Data Retrieved on February 20, 2012
Winners of the APA Distinguished Scientific Contribution Award
Year Name # of Papers Total # of Times Cited H-Index
2012 Ed Diener 360 52,355 98
2011 Dan Wegner 179 17,172 53
2011 Carol Dweck 173 27,589 61
2010 Susan Fiske 310 31,045 75
2009 Alice Eagly 240 31,913 65
Winners of the Nobel Prize in Economic Science
Year Name # of Papers Total # of Times Cited H-Index
2011 Thomas J. Sargent 433 27,116 70
2011 Christopher A. Sims 270 26,026 55
2010 Peter A. Diamond 241 18,380 48
2010 Dale T. Mortensen 134 11,494 36
2010 Christopher A. Pissarides 135 13,899 43
Here is the statistical comparison between the last 5 social-personality psychologists who won the APA distinguished scientist award and the last 5 economists who won the Nobel. In terms of the number of papers published, they are dead even (Mpsychologist = 252.40, SD = 81.76 vs. Meconomist = 242.60, SD = 122.86), t (8) = .15, p = .88. However, in terms of total citations, these psychologists surpass the economists on average by 12,000! Mpsychologist = 32,014.80, SD = 12,792.29 vs. Meconomist = 19,383.00, SD = 7022.20, t (8) = 1.94, p = .09. Furthermore, these psychologists also have a higher h-index than these Nobel Laureates by 20! Mpsychologist = 70.40, SD = 17.34 vs. Meconomist = 50.40, SD = 12.97, t (8) = 2.07, p < .05.

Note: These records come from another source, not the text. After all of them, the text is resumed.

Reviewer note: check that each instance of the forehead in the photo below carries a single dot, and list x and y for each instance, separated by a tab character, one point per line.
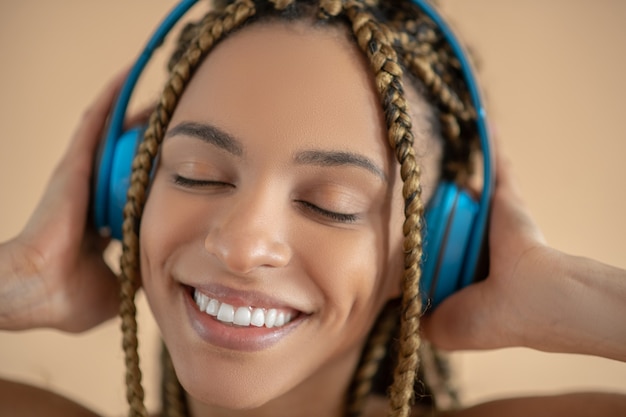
280	82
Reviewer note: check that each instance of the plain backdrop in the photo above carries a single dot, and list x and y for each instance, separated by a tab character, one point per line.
554	75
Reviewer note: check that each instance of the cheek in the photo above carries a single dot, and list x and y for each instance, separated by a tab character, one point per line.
167	228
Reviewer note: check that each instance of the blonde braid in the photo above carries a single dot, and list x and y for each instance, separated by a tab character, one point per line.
376	42
212	30
173	395
373	354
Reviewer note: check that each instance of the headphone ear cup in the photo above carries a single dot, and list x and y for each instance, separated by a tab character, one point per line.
449	218
113	179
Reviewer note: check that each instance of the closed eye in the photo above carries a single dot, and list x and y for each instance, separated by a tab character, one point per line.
195	183
332	215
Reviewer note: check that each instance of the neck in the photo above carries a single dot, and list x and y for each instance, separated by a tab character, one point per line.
323	394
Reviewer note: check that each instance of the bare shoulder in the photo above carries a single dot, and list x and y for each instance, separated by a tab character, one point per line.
18	399
584	404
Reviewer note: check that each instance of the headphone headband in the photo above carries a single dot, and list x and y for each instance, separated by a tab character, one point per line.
456	225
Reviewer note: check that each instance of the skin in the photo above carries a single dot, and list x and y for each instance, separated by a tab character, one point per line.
53	259
260	229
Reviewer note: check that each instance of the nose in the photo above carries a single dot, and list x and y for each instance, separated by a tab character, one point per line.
248	236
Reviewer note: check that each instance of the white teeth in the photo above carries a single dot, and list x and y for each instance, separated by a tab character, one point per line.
226	313
258	317
270	317
241	316
280	319
212	308
202	301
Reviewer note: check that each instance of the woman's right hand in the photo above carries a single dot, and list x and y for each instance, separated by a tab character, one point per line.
53	273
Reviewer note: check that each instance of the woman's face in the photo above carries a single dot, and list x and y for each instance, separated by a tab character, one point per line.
276	210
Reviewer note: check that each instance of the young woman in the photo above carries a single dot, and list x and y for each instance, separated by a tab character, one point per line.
295	147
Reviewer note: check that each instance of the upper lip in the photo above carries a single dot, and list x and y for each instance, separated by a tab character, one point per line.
250	298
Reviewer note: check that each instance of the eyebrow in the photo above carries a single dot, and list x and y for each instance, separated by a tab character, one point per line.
335	158
209	134
223	140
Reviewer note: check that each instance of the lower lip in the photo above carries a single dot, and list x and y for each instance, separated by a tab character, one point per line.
227	336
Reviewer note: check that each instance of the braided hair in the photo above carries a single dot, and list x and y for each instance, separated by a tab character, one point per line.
400	43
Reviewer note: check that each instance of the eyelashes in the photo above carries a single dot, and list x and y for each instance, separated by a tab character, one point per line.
332	215
196	184
193	183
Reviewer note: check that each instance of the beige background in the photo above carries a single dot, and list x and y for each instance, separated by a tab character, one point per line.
554	70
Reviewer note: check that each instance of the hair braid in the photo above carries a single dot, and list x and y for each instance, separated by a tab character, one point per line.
374	352
211	30
173	395
376	41
404	39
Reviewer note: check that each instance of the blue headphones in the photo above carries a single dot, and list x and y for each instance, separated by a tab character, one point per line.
456	224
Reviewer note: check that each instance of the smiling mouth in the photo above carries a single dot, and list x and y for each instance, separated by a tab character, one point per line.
243	316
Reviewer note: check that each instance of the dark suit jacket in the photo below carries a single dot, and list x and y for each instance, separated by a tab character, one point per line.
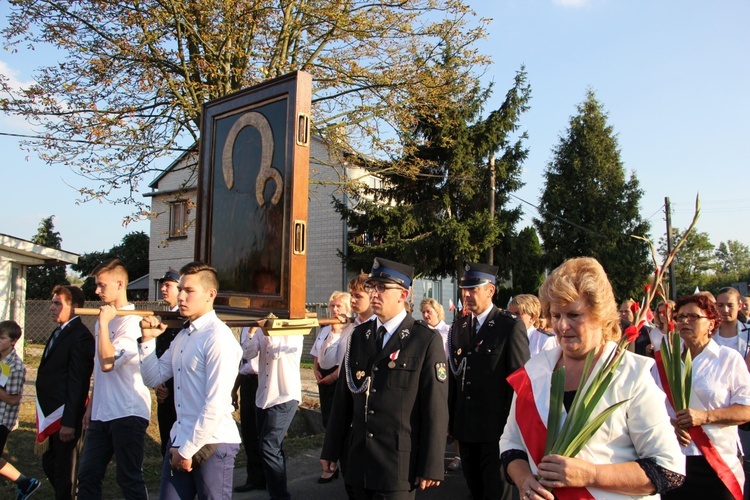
482	398
64	373
402	435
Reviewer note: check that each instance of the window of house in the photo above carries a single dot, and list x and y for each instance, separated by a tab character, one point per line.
178	213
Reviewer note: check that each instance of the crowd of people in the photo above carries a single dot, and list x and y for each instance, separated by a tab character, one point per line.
395	391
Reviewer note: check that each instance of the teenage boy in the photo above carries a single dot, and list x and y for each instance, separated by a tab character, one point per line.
12	377
203	361
120	406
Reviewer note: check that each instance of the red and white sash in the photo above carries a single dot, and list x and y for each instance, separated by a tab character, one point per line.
46	425
703	442
533	431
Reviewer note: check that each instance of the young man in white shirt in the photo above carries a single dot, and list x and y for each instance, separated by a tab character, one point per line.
732	332
203	360
120	407
279	394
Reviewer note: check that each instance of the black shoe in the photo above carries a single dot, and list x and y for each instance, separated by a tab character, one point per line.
244	488
326	480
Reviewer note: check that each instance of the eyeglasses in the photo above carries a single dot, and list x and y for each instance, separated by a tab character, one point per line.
378	287
690	317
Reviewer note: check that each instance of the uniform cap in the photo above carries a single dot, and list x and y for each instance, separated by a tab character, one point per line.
477	275
392	272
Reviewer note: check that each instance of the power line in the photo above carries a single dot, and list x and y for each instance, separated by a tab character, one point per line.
82	141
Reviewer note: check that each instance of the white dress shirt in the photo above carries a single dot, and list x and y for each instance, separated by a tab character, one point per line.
278	368
203	360
326	348
120	392
443	329
344	339
391	325
720	379
737	342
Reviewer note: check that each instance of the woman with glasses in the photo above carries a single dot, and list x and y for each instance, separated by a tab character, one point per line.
719	401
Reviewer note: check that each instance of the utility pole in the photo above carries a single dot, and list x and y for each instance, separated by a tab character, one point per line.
672	277
491	250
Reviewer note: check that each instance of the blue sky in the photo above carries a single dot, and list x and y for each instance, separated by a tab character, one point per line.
672	74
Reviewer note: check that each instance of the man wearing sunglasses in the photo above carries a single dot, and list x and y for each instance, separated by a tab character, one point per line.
392	404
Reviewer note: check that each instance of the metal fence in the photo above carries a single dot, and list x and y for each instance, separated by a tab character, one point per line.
39	324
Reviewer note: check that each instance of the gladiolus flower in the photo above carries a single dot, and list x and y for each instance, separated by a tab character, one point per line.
631	333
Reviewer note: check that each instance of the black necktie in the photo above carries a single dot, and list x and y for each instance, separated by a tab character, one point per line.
55	334
381	335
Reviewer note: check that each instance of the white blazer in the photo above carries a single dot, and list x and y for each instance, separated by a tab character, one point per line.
639	428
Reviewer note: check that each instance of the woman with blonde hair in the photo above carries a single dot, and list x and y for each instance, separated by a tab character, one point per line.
528	308
325	360
634	453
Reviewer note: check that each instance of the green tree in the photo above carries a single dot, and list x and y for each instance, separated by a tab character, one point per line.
589	207
432	210
527	262
132	251
732	258
695	263
40	280
134	75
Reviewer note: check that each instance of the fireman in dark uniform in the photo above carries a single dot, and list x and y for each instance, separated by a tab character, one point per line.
391	407
486	346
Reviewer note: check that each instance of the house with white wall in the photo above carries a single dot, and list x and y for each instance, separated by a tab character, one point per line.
174	194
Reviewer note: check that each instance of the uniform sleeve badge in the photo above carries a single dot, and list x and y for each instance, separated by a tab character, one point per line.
441	371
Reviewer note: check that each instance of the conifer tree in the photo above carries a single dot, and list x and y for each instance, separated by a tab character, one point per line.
40	280
432	209
589	207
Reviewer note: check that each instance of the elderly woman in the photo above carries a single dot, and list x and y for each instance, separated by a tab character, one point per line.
634	453
720	400
325	360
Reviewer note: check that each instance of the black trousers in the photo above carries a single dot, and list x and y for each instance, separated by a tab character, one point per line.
700	482
326	392
482	471
249	430
363	494
59	463
166	414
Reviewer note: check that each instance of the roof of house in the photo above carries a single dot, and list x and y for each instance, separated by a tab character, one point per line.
30	254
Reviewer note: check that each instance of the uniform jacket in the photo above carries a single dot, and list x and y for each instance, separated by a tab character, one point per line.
482	397
397	433
64	373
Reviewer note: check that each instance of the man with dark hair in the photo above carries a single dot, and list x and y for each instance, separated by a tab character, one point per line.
732	332
165	409
391	404
120	406
203	361
62	386
485	347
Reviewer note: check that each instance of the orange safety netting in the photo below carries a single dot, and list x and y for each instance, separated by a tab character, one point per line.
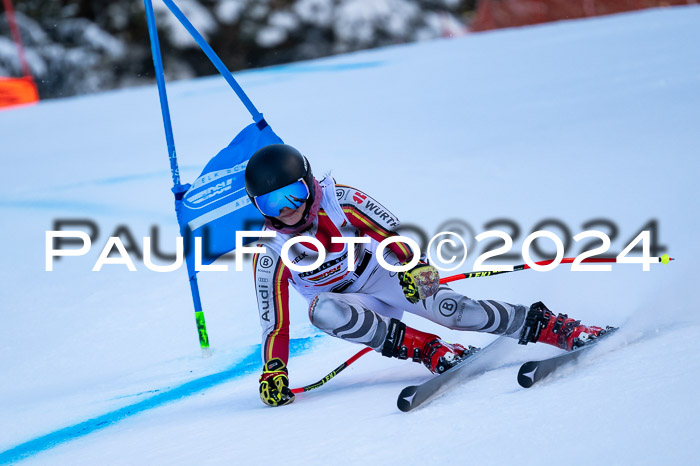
17	91
495	14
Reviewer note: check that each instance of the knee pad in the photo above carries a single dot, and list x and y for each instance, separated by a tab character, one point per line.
326	312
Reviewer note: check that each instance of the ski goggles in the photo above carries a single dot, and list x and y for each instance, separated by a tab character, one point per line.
292	196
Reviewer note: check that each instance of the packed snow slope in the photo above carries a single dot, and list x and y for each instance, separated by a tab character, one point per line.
575	121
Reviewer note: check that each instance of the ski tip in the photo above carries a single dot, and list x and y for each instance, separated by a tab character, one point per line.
526	374
405	401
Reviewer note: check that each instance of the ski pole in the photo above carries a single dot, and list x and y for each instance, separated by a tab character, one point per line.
333	373
516	268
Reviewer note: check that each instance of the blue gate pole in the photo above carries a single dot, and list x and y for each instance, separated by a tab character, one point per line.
216	61
178	189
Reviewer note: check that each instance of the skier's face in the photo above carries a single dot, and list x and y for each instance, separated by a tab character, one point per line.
291	216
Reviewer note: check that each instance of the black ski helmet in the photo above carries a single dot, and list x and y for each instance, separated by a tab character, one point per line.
276	166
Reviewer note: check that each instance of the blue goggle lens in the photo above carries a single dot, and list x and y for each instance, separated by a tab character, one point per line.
292	196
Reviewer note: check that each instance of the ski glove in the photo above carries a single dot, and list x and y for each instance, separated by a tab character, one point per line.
421	282
274	384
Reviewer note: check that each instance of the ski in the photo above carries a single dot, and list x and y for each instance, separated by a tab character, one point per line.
477	362
533	371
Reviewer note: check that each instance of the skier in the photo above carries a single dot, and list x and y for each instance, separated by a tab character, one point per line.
365	305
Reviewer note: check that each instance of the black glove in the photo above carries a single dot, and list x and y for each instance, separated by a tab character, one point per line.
421	282
274	384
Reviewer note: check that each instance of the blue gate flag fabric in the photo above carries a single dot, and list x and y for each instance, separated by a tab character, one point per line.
216	205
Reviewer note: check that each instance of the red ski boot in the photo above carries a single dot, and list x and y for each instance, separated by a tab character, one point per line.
403	342
542	325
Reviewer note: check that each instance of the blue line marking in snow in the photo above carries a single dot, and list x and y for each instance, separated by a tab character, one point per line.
243	367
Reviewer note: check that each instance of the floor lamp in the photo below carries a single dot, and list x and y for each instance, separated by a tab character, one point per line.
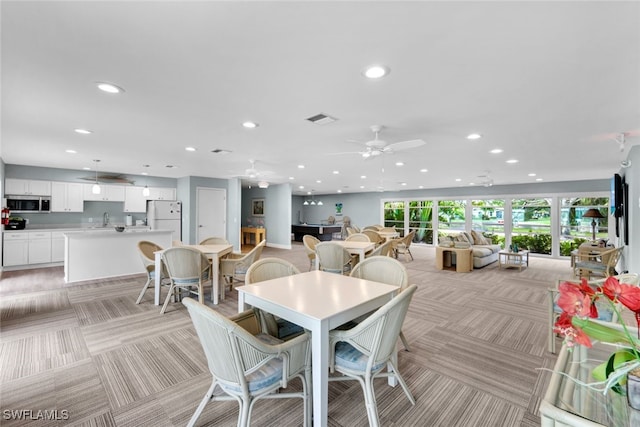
593	214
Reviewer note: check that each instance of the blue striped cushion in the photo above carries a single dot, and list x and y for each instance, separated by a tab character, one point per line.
269	374
350	358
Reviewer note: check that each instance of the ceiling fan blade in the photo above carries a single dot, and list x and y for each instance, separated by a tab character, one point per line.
404	145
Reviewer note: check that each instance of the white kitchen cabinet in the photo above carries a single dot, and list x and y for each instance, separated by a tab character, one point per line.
15	250
17	187
57	246
161	193
67	197
134	201
39	247
108	193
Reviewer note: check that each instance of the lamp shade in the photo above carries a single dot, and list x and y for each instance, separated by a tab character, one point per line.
592	213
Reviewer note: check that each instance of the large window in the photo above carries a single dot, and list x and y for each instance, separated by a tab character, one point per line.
575	228
394	214
531	225
451	216
421	220
488	218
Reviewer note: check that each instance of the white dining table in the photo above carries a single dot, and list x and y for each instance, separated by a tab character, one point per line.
213	252
319	302
354	248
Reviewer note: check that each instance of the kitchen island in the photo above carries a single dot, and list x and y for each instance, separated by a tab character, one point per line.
98	254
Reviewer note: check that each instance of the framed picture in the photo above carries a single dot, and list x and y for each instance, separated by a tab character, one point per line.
257	207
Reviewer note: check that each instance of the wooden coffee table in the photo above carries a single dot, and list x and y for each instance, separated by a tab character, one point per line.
518	259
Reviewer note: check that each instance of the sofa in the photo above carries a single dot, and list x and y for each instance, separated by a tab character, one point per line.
484	252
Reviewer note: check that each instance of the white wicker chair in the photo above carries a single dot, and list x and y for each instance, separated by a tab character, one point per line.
310	243
333	258
605	313
247	367
387	270
187	268
267	269
363	352
146	250
214	241
234	266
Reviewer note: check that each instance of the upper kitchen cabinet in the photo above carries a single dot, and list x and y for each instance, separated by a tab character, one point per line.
29	187
67	197
108	193
161	193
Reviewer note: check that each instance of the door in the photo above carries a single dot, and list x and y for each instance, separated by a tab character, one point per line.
211	213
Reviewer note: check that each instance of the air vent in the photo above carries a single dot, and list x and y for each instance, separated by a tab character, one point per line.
321	119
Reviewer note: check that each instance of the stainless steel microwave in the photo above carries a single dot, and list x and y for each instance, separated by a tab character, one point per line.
29	204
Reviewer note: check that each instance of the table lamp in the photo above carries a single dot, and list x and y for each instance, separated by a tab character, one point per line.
593	214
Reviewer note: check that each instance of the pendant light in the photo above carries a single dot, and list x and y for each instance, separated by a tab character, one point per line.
96	187
145	191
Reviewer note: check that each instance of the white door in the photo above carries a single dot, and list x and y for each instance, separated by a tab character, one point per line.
211	213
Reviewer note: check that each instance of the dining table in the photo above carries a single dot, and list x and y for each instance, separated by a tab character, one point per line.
354	248
213	252
319	302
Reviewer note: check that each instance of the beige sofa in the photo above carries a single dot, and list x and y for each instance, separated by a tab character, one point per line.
484	252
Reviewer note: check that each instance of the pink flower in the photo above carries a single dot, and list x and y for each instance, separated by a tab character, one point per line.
574	301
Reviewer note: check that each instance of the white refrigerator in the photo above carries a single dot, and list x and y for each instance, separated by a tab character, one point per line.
165	215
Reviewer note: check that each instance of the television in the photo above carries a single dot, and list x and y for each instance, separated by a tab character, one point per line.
616	199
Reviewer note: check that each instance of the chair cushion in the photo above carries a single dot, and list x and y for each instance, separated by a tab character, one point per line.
350	358
268	374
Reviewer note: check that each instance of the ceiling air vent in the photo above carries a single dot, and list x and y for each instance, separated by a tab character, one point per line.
321	119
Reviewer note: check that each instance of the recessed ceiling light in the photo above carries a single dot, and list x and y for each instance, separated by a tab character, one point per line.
376	71
109	87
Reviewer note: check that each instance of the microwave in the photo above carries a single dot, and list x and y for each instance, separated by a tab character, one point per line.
29	204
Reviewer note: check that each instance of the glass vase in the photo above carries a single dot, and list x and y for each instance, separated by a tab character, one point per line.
633	389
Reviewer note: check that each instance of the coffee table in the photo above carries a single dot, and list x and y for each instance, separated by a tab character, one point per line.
507	259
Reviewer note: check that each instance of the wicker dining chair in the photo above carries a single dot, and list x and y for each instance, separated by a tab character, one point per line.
248	367
363	352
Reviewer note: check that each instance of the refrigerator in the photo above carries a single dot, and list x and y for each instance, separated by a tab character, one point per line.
165	215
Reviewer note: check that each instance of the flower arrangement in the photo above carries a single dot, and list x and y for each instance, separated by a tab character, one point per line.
578	326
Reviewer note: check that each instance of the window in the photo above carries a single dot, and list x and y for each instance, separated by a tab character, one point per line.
531	225
488	218
421	220
451	216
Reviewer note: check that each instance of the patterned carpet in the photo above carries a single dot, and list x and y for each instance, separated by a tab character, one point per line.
90	353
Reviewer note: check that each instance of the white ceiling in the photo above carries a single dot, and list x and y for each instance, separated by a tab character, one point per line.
551	83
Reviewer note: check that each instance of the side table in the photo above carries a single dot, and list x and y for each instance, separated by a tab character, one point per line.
463	262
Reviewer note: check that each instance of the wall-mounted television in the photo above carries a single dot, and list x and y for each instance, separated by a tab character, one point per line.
617	197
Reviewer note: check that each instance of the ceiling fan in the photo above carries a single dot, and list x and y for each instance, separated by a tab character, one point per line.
376	146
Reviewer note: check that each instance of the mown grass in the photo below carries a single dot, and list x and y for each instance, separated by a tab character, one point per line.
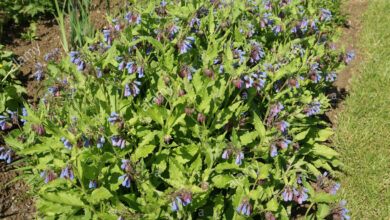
363	134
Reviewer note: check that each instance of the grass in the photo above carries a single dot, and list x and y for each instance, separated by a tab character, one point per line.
363	134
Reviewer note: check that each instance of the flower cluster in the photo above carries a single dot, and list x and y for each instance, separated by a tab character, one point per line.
184	197
6	156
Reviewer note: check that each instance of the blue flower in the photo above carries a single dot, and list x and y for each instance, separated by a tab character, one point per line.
6	156
121	66
184	46
99	72
119	142
326	15
239	157
274	151
67	143
300	195
287	194
225	154
282	126
67	173
92	184
245	208
174	206
126	180
140	71
349	56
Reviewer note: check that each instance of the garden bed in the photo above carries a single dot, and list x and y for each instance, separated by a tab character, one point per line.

It is hard to compare these numbers across different disciplines, of course. So, I would not take these numbers at the face value. But, it seems that top psychologists are making as much impact as the top economists on social and behavioral sciences. Why wouldn’t New York Times run the headline “Ed Diener, a happiness researcher, wins this year’s APA distinguished scientist award”?
I have a dream today! I have a dream that one day APA distinguished scientists will be able to join hands with Nobel laureate economists. I have a dream that one day the announcement of the APA distinguished scientist award winners will be covered, along side with the announcement of the Nobel prize winners.
Daniel Kahneman, who won both awards (1982 APA, 2002 Nobel) has 363 papers. Total citation is 129,273 (1 digit above the rest). H-index = 91. Wow!